19. There are three potential illicit trade effects to be considered, increased “parallel” trade from European markets, increased “grey” trade from markets outside the EU and increased trade in counterfeit goods.

20. Were it to be found that branding on packaging does have a greater appeal for consumers than we believe, and were the UK to be the only EU market to introduce plain packaging, there would be enhanced demand for branded packaged products from other EU markets. A similar effect can be expected in relation to grey trade, with products being increasingly imported from markets outside the EU.

21. Should parallel trade increase and be of a scale that exceeds use for personal consumption and should grey trade also increase, this would increase the risk of such products entering the illicit supply chain, with an accompanying increased risk of individual traders circumventing the strict age controls in place in the legitimate supply chain. This would run counter to the policy objectives and may impact duty revenues.

22. In the area of counterfeiting, there are two potential risks:

(1)greater simplicity and homogeneity of pack designs make it easier for counterfeiters to produce fakes. Counterfeits are more likely to be distributed through illicit supply chain, circumventing age controls;

(2)with all products in a category looking very similar, it will be much harder for consumers to detect—and steer clear of—fakes.

23. Any increase in illicit trade will increase pressure on already stretched enforcement organisations, notably customs, police and trading standards services.

Intellectual Property Rights (IPRs)

24. Brand imagery on pack is protected by IPRs which are granted by the state and protect many of the features that differentiate one product from another. Through significant investment over time, trade marks in particular have become crucial heuristics (mental shortcuts) used by consumers to identify and understand different products, becoming amongst the most valuable of corporate assets.

25. Not only are IPRs granted by the state, they are also protected by international agreements, notably TRIPs. Interference with or the removal of such rights by the state may breach those agreements and obligations and be open to challenge. This was highlighted by Economiesuisse, the Swiss business federation, which stated,

“[R]equiring generic packaging of products . . . amount[s] to an indirect expropriation of intellectual property and constitute[s] a clear breach of international law.”

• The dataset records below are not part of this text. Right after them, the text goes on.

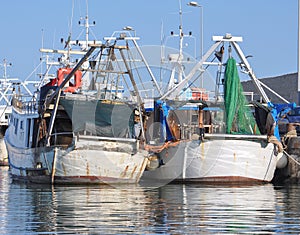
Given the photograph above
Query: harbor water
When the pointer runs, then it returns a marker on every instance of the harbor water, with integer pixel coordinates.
(171, 209)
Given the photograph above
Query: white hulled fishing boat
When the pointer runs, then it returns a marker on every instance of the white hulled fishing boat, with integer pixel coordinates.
(218, 138)
(75, 134)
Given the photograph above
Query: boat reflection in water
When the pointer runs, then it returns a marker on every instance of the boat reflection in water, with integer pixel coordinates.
(172, 209)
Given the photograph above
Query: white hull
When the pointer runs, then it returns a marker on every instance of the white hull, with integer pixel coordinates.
(3, 153)
(90, 161)
(218, 160)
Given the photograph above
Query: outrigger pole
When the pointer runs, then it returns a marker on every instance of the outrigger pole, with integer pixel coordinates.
(175, 91)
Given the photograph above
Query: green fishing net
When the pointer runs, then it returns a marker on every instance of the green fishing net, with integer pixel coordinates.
(239, 118)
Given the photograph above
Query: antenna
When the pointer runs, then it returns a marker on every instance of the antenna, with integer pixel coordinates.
(5, 65)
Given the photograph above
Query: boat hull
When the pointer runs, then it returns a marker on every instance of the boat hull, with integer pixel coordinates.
(87, 162)
(232, 160)
(3, 153)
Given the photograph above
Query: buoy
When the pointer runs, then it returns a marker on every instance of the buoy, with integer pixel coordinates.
(281, 160)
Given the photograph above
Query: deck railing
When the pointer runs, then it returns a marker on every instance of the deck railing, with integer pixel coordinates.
(29, 107)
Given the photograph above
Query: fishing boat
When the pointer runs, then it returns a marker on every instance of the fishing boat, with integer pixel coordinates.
(74, 134)
(220, 138)
(8, 87)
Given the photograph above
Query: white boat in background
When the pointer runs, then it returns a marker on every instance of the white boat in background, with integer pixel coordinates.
(73, 134)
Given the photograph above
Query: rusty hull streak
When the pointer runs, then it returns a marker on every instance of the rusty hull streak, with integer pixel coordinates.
(64, 169)
(87, 169)
(133, 171)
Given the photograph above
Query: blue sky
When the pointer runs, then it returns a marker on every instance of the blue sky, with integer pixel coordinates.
(269, 27)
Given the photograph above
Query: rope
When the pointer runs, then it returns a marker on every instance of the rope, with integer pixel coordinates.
(298, 163)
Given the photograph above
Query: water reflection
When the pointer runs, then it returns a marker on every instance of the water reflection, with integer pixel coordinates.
(172, 209)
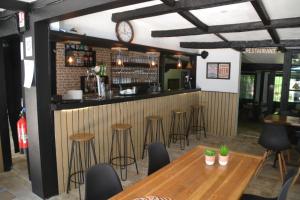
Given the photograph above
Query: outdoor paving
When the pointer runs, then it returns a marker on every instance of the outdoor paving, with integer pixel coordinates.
(15, 185)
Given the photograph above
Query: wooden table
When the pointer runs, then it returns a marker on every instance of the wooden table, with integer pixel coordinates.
(283, 120)
(189, 177)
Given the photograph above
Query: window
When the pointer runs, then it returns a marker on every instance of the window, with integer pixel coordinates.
(277, 88)
(247, 86)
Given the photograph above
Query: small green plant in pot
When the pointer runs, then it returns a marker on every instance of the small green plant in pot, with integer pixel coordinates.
(223, 155)
(210, 156)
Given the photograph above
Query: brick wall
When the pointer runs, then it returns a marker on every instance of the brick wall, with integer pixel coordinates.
(68, 78)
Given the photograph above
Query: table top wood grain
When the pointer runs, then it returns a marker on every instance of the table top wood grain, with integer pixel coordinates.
(189, 177)
(283, 120)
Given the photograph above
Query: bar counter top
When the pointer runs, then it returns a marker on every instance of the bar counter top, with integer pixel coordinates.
(94, 101)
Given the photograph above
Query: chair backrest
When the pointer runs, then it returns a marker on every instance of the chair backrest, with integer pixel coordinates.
(102, 182)
(158, 157)
(274, 137)
(288, 180)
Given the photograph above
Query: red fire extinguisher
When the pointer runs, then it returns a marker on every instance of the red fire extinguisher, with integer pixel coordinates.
(22, 133)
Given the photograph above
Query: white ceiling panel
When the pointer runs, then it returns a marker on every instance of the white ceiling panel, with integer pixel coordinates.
(168, 21)
(247, 36)
(200, 38)
(229, 14)
(289, 33)
(282, 8)
(28, 1)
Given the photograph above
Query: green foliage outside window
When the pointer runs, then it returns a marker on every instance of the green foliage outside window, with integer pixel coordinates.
(247, 86)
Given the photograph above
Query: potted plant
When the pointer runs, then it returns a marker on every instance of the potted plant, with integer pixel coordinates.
(223, 155)
(210, 156)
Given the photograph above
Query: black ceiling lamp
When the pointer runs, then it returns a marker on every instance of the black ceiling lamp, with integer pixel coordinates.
(204, 54)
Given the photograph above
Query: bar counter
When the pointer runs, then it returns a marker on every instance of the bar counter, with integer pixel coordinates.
(97, 117)
(94, 101)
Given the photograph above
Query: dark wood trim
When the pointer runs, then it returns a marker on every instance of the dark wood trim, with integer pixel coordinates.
(193, 20)
(9, 27)
(56, 36)
(181, 5)
(277, 23)
(239, 44)
(41, 138)
(14, 5)
(169, 2)
(286, 82)
(262, 13)
(4, 130)
(69, 9)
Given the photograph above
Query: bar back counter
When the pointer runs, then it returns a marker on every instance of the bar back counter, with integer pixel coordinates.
(98, 116)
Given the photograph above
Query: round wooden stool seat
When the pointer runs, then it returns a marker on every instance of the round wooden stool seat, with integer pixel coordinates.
(179, 111)
(121, 127)
(154, 117)
(197, 106)
(82, 137)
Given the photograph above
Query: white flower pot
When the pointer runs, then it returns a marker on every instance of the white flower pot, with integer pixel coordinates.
(223, 160)
(210, 160)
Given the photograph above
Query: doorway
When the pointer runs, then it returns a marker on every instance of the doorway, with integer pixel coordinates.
(260, 90)
(12, 95)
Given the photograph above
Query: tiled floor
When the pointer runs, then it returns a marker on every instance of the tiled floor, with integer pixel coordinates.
(15, 186)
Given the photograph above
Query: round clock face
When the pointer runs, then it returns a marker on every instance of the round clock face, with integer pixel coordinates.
(124, 31)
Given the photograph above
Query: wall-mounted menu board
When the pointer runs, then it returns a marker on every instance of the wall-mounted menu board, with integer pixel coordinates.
(218, 70)
(78, 55)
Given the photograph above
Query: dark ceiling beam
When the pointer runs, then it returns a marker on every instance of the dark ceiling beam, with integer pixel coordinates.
(262, 13)
(61, 10)
(278, 23)
(193, 20)
(169, 2)
(14, 5)
(161, 9)
(239, 44)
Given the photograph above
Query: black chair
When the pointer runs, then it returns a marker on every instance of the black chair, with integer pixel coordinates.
(274, 138)
(288, 180)
(158, 157)
(102, 182)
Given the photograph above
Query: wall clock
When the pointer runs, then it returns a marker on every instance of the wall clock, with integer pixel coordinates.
(124, 31)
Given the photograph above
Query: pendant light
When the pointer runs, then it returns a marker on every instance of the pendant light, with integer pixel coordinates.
(119, 55)
(179, 63)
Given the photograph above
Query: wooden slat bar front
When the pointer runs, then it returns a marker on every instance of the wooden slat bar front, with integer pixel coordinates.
(283, 120)
(220, 120)
(189, 177)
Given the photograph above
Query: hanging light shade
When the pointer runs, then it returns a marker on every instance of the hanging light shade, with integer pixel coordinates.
(119, 58)
(179, 63)
(189, 65)
(153, 58)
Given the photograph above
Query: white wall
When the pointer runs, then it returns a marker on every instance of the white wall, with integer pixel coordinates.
(219, 85)
(100, 25)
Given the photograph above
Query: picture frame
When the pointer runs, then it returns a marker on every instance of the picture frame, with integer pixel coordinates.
(216, 70)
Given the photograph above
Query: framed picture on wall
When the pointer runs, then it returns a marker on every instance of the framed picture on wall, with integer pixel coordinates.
(218, 71)
(212, 70)
(224, 71)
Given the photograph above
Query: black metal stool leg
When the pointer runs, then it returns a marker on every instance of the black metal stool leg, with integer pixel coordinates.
(203, 122)
(111, 148)
(94, 151)
(145, 140)
(70, 166)
(163, 133)
(134, 157)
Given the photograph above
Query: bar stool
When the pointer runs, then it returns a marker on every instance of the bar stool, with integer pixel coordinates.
(124, 130)
(178, 128)
(196, 121)
(158, 133)
(78, 140)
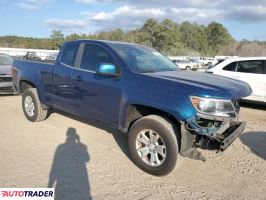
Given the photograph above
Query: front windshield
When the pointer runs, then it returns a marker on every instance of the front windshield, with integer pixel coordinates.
(142, 59)
(4, 60)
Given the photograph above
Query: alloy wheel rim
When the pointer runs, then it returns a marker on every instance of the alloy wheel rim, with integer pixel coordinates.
(151, 147)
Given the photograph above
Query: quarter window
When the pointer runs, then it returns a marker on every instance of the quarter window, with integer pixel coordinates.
(93, 55)
(251, 66)
(231, 67)
(68, 56)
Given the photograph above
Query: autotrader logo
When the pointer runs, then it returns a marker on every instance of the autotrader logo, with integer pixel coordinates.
(27, 193)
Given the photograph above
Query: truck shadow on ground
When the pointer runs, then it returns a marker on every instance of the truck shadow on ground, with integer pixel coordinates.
(256, 142)
(68, 173)
(119, 137)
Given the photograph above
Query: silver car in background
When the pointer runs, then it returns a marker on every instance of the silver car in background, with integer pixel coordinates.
(6, 82)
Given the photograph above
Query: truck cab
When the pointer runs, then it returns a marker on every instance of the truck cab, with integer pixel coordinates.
(165, 111)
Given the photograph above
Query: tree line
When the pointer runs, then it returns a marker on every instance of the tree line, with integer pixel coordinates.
(169, 37)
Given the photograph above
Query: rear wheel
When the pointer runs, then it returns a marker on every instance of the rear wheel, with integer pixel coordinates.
(153, 145)
(32, 107)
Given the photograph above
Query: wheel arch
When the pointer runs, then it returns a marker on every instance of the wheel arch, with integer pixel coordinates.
(137, 111)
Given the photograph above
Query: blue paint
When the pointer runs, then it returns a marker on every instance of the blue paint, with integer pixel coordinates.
(106, 98)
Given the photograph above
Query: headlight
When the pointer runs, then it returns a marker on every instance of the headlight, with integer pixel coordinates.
(217, 107)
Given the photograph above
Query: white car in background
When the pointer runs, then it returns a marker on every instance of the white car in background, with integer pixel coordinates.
(248, 69)
(187, 64)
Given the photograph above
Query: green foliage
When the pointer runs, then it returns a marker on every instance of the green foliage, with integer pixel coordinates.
(167, 36)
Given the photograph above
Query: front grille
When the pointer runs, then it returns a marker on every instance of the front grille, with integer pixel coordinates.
(6, 89)
(5, 79)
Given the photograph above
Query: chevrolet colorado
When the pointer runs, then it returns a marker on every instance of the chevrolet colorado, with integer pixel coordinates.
(165, 111)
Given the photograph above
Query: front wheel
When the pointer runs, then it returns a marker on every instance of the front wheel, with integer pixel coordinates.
(32, 107)
(153, 145)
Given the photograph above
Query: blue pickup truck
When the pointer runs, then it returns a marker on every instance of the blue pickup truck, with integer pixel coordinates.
(165, 111)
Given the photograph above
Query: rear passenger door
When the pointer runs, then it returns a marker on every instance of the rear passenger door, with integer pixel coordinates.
(96, 96)
(62, 85)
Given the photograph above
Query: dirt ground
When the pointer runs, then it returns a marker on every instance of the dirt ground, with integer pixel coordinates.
(84, 159)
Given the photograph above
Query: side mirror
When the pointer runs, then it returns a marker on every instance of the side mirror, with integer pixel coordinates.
(107, 69)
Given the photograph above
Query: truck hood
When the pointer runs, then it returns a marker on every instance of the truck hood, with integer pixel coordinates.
(5, 69)
(204, 84)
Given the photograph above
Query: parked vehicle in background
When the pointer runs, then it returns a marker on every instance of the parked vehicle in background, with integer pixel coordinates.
(248, 69)
(219, 59)
(31, 56)
(165, 111)
(205, 61)
(6, 82)
(187, 64)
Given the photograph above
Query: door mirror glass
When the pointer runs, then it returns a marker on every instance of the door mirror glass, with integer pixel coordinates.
(107, 69)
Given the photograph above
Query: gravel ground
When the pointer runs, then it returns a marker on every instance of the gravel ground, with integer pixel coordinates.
(84, 159)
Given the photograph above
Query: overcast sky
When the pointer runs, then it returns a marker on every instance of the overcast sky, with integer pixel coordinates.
(245, 19)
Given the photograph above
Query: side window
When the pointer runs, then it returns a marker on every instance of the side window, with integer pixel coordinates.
(251, 66)
(68, 56)
(93, 55)
(231, 67)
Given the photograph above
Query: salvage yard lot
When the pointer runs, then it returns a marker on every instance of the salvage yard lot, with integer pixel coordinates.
(98, 165)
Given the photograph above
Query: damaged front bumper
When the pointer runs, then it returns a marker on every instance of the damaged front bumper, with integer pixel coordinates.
(209, 132)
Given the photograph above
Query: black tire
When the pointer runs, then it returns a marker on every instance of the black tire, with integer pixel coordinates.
(39, 114)
(167, 131)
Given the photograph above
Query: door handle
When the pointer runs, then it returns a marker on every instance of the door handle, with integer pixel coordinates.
(78, 78)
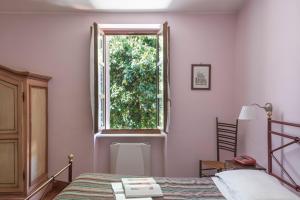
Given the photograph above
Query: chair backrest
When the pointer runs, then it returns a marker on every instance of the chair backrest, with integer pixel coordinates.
(226, 137)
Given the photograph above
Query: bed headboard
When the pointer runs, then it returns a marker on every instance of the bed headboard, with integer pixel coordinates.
(271, 157)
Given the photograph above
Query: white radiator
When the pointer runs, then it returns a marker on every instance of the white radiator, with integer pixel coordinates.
(130, 159)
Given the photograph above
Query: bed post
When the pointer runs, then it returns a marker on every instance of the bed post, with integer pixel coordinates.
(70, 175)
(269, 144)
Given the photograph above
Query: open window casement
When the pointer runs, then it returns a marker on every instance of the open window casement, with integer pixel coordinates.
(163, 80)
(97, 77)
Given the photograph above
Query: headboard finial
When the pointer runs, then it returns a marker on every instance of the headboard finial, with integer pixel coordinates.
(71, 157)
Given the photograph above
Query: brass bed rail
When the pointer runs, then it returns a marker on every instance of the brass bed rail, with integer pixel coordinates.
(271, 157)
(52, 178)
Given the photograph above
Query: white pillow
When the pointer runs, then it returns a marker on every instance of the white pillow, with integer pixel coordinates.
(255, 185)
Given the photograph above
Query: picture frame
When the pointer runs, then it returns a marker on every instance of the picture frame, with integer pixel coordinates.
(201, 77)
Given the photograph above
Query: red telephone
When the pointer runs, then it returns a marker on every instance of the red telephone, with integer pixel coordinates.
(245, 160)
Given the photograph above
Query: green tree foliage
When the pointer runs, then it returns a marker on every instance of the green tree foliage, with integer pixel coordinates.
(132, 60)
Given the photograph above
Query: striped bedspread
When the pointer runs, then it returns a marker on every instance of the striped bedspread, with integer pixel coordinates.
(94, 186)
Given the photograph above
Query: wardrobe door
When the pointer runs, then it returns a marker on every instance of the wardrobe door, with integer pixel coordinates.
(11, 177)
(38, 134)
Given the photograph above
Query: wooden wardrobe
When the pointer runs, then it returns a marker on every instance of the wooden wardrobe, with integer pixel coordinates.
(23, 132)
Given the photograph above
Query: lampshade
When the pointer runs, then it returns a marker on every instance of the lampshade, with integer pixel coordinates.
(247, 113)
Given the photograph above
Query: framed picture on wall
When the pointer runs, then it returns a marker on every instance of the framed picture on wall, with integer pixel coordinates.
(201, 77)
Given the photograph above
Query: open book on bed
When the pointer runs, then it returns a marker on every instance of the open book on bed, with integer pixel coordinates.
(142, 188)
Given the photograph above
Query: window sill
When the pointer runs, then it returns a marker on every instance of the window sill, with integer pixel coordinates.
(131, 135)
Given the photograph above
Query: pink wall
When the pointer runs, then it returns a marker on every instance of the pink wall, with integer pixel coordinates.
(58, 45)
(267, 70)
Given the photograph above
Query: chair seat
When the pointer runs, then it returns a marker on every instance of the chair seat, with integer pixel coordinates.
(208, 164)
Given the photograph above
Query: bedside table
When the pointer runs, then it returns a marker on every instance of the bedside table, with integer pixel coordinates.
(232, 165)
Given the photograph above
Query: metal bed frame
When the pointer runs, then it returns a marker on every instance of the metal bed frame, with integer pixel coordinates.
(294, 140)
(69, 166)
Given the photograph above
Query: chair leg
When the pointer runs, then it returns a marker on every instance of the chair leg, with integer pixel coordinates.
(200, 168)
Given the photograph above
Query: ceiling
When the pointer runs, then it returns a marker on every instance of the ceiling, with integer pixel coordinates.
(216, 6)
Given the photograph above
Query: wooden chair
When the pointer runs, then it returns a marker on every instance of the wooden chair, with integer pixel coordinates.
(226, 140)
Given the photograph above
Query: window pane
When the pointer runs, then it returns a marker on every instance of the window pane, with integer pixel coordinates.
(133, 76)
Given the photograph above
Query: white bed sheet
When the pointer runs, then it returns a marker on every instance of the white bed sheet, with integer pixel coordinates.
(223, 188)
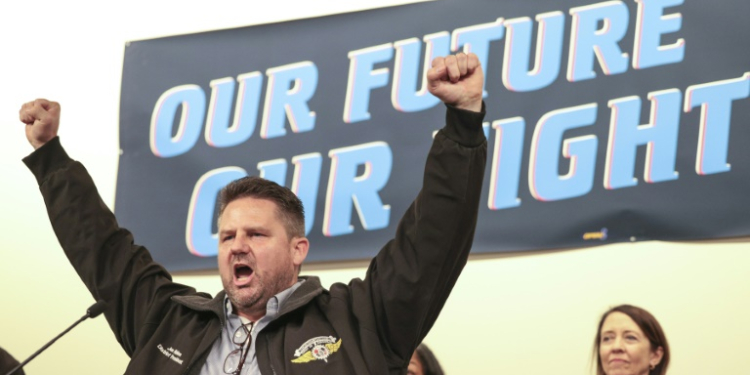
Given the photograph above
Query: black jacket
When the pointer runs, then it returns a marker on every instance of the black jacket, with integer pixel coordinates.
(376, 323)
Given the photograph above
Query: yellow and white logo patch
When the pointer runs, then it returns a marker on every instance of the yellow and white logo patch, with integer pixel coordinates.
(318, 348)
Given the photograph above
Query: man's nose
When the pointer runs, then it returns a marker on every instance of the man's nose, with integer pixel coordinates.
(240, 244)
(617, 344)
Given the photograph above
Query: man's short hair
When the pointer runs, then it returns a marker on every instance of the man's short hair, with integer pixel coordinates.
(288, 206)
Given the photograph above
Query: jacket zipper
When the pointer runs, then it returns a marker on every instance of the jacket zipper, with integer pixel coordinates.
(270, 362)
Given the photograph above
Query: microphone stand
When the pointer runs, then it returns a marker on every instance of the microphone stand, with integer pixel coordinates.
(92, 312)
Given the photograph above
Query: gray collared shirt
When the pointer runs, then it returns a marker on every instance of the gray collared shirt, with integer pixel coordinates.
(222, 348)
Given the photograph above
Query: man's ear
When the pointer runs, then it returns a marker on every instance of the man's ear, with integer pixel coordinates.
(656, 357)
(300, 245)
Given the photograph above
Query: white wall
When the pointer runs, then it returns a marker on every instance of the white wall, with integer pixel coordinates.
(531, 313)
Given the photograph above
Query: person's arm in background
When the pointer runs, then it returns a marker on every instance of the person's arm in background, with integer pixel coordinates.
(410, 279)
(135, 288)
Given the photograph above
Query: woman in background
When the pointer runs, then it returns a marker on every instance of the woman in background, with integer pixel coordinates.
(423, 362)
(630, 341)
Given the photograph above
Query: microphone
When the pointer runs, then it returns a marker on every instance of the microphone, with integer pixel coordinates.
(92, 312)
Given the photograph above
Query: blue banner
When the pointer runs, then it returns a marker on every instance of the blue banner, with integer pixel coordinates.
(606, 122)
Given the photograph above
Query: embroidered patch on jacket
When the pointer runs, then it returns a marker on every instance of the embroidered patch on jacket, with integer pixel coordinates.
(318, 348)
(171, 353)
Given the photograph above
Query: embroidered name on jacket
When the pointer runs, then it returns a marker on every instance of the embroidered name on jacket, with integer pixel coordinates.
(318, 348)
(171, 353)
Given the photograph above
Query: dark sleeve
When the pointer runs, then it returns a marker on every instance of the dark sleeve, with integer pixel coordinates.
(114, 269)
(410, 279)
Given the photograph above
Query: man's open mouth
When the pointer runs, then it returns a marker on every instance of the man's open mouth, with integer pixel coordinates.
(242, 273)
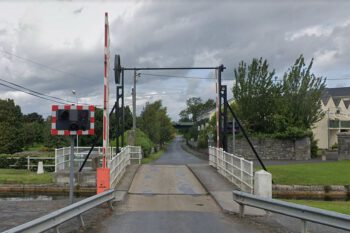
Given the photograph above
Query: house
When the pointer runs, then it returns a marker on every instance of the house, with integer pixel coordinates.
(335, 104)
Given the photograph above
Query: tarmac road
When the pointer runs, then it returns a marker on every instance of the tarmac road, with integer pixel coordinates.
(166, 197)
(174, 155)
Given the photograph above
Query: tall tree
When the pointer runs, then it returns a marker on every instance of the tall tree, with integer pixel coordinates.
(302, 92)
(155, 122)
(11, 127)
(195, 107)
(256, 95)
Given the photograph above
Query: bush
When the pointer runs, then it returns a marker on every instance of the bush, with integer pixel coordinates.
(203, 139)
(293, 133)
(334, 146)
(142, 140)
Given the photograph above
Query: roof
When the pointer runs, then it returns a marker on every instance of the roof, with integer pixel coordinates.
(347, 103)
(338, 92)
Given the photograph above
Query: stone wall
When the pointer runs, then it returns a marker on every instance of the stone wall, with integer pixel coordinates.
(275, 149)
(343, 146)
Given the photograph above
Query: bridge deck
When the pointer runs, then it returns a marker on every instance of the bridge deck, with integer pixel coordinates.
(169, 198)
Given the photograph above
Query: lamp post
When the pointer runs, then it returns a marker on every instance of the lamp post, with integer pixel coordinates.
(76, 100)
(134, 107)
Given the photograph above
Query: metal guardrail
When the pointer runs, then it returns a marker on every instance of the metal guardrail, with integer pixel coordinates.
(57, 217)
(304, 213)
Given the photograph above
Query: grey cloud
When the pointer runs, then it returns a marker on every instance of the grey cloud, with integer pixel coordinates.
(178, 33)
(78, 11)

26. Furthermore, there may be a strong case for the state to pay compensation to those companies who have made huge investments over decades in the reputation of their products and the heuristics associated with them, reflected in their IPRs.

27. Separate from the legality of withdrawing previously-granted IPRs and any case for compensation, a strong message would be sent to the world that the UK is willing to confiscate IPRs (quite possibly without evidence that they inhibit policy goals). This would be a hostile message to business generally and to inward business investment, damaging the UK’s reputation and “brand” abroad.


28. Any potential that plain packaging may have to reduce alcohol consumption and/or harmful drinking must be balanced with a full understanding of the harm such an approach may inflict, on consumers, competition, innovation, the economy, exports, the illicit trade and IPRs. Without it, the policy amounts to a leap in the dark.

29. We believe that, in exploring plain packaging, the role of brand imagery in stimulating purchase and consumption is being enormously exaggerated while the accompanying risks are being ignored. We also believe it would represent a policy move diametrically opposed to mainstream Government policies, leading to less informed, empowered consumers, less competition, less innovation, reduced or no growth and markets that work less well, with the burden on enforcement authorities becoming heavier not lighter.